Palestine's veteran President Mahmoud Abbas is starting his 17th year in office amid political difficulties and waning prospects for Palestinian reconciliation.
In January 2005, Abbas was elected as president of the Palestinian Authority with a 62.52% majority to succeed the late Yasser Arafat.
Abbas was born in 1935 in Safad, a city about 210 kilometers (130 miles) north of Jerusalem, 13 years before he and his family, along with hundreds of thousands of other Palestinians, were forcefully evicted from their homes and lands in a tragedy Palestinians refer to as the "Nakba," or Catastrophe.
As a result of the 1948 exodus, Abbas and his family went to Syria, where he began his political activities in the 1960s, contacting the nascent Fatah movement.
He assumed several political positions through the 1970s until he became the leader of the secret negotiations delegation in 1989 that established a peace process with Israel and coordinated the negotiations during the 1991 Madrid Conference.
"Abbas was a critical player in the Oslo Project, which gave the occupation recognition and gave it a place and authority over Palestine, and he continued this policy until today. This reflects on the high settlers' activities and the security coordination," said Palestinian political analyst Mustafa Sawaf.

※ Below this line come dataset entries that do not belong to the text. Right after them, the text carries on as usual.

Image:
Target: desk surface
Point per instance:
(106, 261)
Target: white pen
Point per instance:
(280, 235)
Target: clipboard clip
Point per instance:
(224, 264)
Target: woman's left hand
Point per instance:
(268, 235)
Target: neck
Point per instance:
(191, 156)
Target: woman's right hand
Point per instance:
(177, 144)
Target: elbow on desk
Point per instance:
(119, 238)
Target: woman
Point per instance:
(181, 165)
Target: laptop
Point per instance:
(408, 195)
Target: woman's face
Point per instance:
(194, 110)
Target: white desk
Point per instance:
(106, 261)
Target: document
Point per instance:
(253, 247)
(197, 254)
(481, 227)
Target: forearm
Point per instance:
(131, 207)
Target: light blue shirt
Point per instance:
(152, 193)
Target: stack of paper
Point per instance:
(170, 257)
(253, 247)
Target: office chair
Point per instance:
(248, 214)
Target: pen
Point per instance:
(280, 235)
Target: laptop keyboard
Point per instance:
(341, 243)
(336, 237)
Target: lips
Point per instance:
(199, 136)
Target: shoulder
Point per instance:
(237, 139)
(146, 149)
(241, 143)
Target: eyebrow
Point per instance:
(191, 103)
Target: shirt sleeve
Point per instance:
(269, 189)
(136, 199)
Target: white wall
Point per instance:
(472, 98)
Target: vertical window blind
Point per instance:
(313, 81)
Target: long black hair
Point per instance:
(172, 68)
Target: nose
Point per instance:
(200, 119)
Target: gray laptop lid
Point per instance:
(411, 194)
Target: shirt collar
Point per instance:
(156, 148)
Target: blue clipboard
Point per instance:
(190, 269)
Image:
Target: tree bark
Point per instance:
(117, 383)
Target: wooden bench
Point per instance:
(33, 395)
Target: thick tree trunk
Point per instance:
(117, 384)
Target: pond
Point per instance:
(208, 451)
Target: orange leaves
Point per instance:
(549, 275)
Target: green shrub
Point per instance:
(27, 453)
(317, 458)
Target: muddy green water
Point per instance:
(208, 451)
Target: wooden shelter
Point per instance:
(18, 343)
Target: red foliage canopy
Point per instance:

Through his career as president, Abbas has worked to quell armed resistance against Israel in the West Bank and expressed willingness for a two-state solution with Israel despite the opposition of other factions, particularly those that engage in armed resistance, like Hamas.
In 2003, Abbas became prime minister for four months before he resigned amid disputes with then-President Arafat due to differing ideas on peace with Israel, as well as the second Palestinian Intifada.
Mustafa Barghouti, one of Abbas's opponents in the last presidential elections in 2005, emphasized during his campaign that the Oslo Process had collapsed and that the Palestinians had to adopt another route with Israel basedon the national unity, popular resistance and stop believing in a political solution through Oslo accords with Israel.
Barghouti believes Oslo was a political trap and that it involved major errors, while not containing a clear view of final resolution and not recognizing a Palestinian state.
"The Palestinian politicians must announce that they are relinquishing those accords and stop security coordination with Israel," he said.
During Abbas' presidency, negotiations with Israel reached an impasse, rendering Palestinians unable to improve their condition.
"The Palestinian strategy must be based on an approach of struggle as an alternative to the negotiations that have proved unsuccessful," added Barghouti.
Some political experts argue that Abbas's years as president also produced complications related to the democratic process, public freedoms, and armed resistance, as well as internal conflicts within Fatah that lead to factionalism in the party.
"Since the latest elections in 2006, Abbas consolidated the political divisions both with Hamas and inside Fatah, and any speech about national unity has been a fantasy," Sawaf told Anadolu Agency.
He said Abbas controls the West Bank with an aggressive security force against the opposition, with this suppression reaching a peak with security officers killing opposition activist Nizar Banat in June 2021.
"He’s a dictator, and he doesn't believe in democracy and exchange of power, he doesn't believe in elections, and is never serious about national unity," Sawaf emphasized.
The Palestinian elections were supposed to be held in the last year, but Abbas postponed them to an uncertain date.
Sawaf asserted that the only way to end the current political impasse would be via significant political strategies that include all Palestinian factions and leave "Abbas behind them if he decides to refuse to deal with their trials to find a solution."
"He refused to form a unified national leadership and a genuine political partnership. This is clear evidences that he is a political dictator who chooses individuality in power and decision making," he added.